Abstract
Background
Ibrutinib is an oral irreversible inhibitor of Bruton’s tyrosine kinase, indicated for the treatment of chronic lymphocytic leukaemia. The drug is generally well tolerated; however, not infrequent side effects are reported, with the major two being bleeding and ibrutinib-related atrial fibrillation. Atrial fibrillation pathogenesis in this setting is not completely clear, and no prospective studies have evaluated the impact of previous cardiologic history and baseline characteristics.
Methods
We prospectively performed cardiologic assessment in 43 CLL patients before starting ibrutinib therapy. Cardiologic workup included comorbidity collection and electrocardiographic and echocardiographic baseline evaluation.
Results
After a median observation of 8 months, seven patients developed atrial fibrillation (16.3%). Cases developing atrial fibrillation were all elderly males (p = 0.04), and mostly with a history of previous arterial hypertension (p = 0.009). Atrial fibrillation occurrence also correlated with the presence of one or more pre-existent cardiologic comorbidities (p = 0.03), with a higher atrial fibrillation risk score (calculated with comorbidities and cardiologic risk factor evaluation p < 0.001), and with higher left atrial diameter (p = 0.02) and area (p = 0.03) by echocardiography. The occurrence of atrial fibrillation was managed after an integrated cardio-oncologic evaluation: anticoagulation was started in 4 (57.1%) patients and beta-blockers or amiodarone in 5 (71.4%). One patient underwent electric cardioversion and another patient pacemaker positioning to normalise heart rate in order to continue ibrutinib.
Conclusion
Our data show that echocardiography is a highly informative and reproducible tool that should be included in pre-treatment workup for patients who are candidates for ibrutinib therapy.
Electronic supplementary material
The online version of this article (10.1186/s13045-018-0626-0) contains supplementary material, which is available to authorized users.

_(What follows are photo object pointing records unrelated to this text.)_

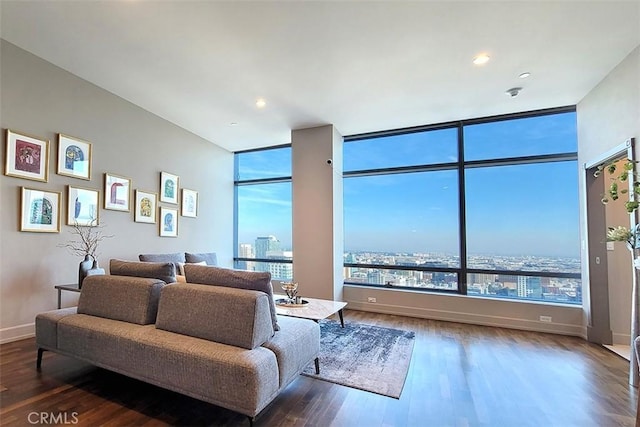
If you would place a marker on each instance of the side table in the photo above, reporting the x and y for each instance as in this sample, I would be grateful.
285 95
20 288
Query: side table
70 288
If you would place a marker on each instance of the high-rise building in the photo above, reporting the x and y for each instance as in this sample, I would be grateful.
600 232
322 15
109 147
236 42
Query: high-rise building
265 247
246 251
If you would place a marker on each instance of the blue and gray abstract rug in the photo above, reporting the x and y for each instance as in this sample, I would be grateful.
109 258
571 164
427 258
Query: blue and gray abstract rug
365 357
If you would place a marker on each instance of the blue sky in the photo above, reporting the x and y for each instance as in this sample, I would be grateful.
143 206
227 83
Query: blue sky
511 210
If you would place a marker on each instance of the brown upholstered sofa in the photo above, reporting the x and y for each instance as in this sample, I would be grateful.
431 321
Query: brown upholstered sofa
214 343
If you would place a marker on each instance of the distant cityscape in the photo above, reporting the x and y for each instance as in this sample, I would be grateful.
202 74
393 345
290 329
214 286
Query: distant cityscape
512 286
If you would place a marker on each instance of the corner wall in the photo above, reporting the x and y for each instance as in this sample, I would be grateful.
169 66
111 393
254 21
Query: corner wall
43 100
607 117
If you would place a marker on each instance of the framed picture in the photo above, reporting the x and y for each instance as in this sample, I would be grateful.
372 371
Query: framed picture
83 206
74 157
168 188
27 157
168 222
117 192
145 208
189 203
39 211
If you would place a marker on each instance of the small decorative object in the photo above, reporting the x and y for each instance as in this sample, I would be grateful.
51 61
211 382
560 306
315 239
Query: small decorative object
95 269
291 289
168 188
145 207
168 222
40 211
82 206
117 192
27 157
74 157
86 245
83 268
189 203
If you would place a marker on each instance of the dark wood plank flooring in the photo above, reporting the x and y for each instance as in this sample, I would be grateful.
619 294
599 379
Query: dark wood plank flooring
460 375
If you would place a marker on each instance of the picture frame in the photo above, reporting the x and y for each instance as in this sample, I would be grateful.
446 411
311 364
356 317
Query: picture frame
117 192
27 156
83 206
189 203
168 222
39 210
74 157
145 207
169 187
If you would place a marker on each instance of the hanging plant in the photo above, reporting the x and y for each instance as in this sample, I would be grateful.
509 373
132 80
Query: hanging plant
619 183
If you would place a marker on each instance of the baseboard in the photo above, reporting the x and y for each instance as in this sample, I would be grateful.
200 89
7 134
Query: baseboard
474 319
621 339
17 333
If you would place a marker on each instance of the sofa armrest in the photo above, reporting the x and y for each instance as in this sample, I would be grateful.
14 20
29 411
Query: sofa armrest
47 327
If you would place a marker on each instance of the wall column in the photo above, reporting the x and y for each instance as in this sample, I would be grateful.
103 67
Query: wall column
318 244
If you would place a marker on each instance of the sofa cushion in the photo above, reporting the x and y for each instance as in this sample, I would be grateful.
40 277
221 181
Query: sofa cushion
295 345
209 257
165 271
180 271
257 281
47 327
130 299
169 257
229 316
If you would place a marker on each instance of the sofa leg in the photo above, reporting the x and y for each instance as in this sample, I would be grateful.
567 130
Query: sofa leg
39 360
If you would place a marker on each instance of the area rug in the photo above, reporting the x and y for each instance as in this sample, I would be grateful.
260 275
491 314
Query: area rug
365 357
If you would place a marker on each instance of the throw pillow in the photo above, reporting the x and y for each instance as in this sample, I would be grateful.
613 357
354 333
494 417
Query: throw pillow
165 271
174 258
209 257
181 266
240 279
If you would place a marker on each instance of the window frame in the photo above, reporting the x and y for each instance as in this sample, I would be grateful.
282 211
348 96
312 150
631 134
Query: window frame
237 183
463 271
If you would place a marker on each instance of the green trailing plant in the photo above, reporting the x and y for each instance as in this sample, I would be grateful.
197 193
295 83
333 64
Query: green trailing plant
620 174
618 186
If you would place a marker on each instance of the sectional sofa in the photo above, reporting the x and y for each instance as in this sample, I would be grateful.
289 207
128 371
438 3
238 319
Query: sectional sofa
219 344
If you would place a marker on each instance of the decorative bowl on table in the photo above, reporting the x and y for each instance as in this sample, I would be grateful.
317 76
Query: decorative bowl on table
291 289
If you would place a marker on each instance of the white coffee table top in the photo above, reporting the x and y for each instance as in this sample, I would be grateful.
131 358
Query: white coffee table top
316 309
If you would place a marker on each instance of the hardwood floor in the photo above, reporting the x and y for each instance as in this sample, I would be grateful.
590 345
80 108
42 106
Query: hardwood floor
460 375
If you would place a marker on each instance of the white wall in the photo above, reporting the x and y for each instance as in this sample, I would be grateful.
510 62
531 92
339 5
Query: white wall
317 211
607 117
43 100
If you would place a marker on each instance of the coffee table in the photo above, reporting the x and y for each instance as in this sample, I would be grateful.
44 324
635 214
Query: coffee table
316 309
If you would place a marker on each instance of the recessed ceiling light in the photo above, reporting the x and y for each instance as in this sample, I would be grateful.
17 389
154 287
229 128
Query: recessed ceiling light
513 92
481 59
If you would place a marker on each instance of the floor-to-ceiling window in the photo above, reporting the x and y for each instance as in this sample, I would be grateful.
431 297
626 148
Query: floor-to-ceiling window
263 211
485 207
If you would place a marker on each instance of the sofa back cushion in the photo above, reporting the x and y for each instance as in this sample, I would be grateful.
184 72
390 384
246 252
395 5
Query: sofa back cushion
172 257
240 279
229 316
210 258
130 299
165 271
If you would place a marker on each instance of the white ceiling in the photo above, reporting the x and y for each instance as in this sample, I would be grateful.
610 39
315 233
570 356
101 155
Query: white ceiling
362 66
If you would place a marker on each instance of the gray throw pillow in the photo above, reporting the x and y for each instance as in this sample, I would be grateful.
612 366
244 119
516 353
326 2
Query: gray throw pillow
240 279
174 258
165 271
209 257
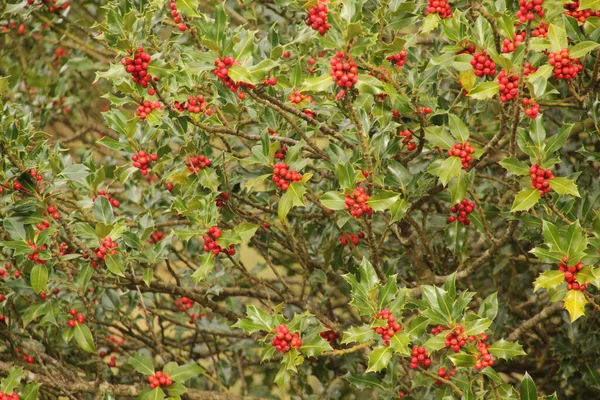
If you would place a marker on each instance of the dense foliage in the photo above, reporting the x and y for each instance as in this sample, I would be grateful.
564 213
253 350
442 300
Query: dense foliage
259 199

Keywords: Chronic lymphocytic leukaemia, Ibrutinib, Atrial fibrillation, Cardio-oncology
To the Editor,
Ibrutinib is an oral inhibitor of Bruton’s tyrosine kinase indicated for chronic lymphocytic leukaemia (CLL) treatment [1]. Most common side effects are bleeding and ibrutinib-related atrial fibrillation (IRAF) [2, 3]. IRAF pathogenesis is still unclear, and a direct drug effect on myocardiocyte signalling has been postulated [4]. Various real-life cohorts have been retrospectively reported, focusing on ibrutinib-related adverse event management [5, 6]. A retrospective study on a large population of CLL patients revealed an association of AF risk with older age, male sex, valvular heart disease, and hypertension [7]. However, no prospective ad hoc studies are available. We systematically analysed predictors of IRAF in 43 CLL patients treated with ibrutinib, focusing on comorbidities, electrocardiographic features (12-derivation electrocardiography (ECG), 24-h ECG monitoring in selected case), and trans-thoracic echocardiography (TTE). Framingham Heart Study and Shanafelt risk score for AF were also calculated for each patient (Additional file 1: Supplementary material) [7, 8].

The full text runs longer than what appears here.